As we know, humans are extremely concerned about the threat of artificial intelligence - there are many incarnations of this primal fear in popular culture, from Terminator to GLaDOS.
But Midjourney and other similar platforms are different. They are capable of creating art, of generating beautiful images from a simple set of words. Or, is it art? And what are we on the next stage of replacing humans with machines? Nah, we don't think so. It seems to us that this curious revolution may also play into the hands of filmmakers. How exactly? Today we'll try to figure it out by comparing the two Midjourney and Dell-E 2 platforms. Get ready, it's going to be interesting and insanely beautiful.
Why is it cool?
Both platforms became available in July of this year and have created a furor online. Users began to produce hundreds and thousands of images every day. All because of the simple principle of work: artificial intelligence creates pictures based on natural language. You enter a sentence - you get a picture.
The simplicity and accessibility excited the community, leading to controversy and fears that AI will soon completely replace designers and artists. However, after using both platforms, we can't be sure that designers, VFX artists, and visual creators will be out of work. We see another option: professionals will be able to use Midjourney and Dell-E 2 as a tool for optimization and simple convenience. After all, we have long been used to Photoshop, which at one time also changed the process of photo processing.
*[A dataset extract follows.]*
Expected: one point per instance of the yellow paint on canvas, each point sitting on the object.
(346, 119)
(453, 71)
So, these programs work quite simply. In the case of Midjourney, everything is prosaic, especially for those who are familiar with the cross-platform messenger Discord. You have two options to choose from: buy paid access in the form of a subscription (prices start at $10), or take your chances and request free access to the open beta, but keep in mind that the platform is now at a high temperature and waiting time may be quite long. Once you gain access to Discord, one way or another, you can try out the power of the neural network by simply describing the image you'd like to get. A couple of seconds and voila, Midjourney will generate four picture variations. Keep in mind that if you do wait for free access, you'll have to work in a general chat room with other users where the flow of requests and pictures never stops. As a consequence, navigation can become a problem.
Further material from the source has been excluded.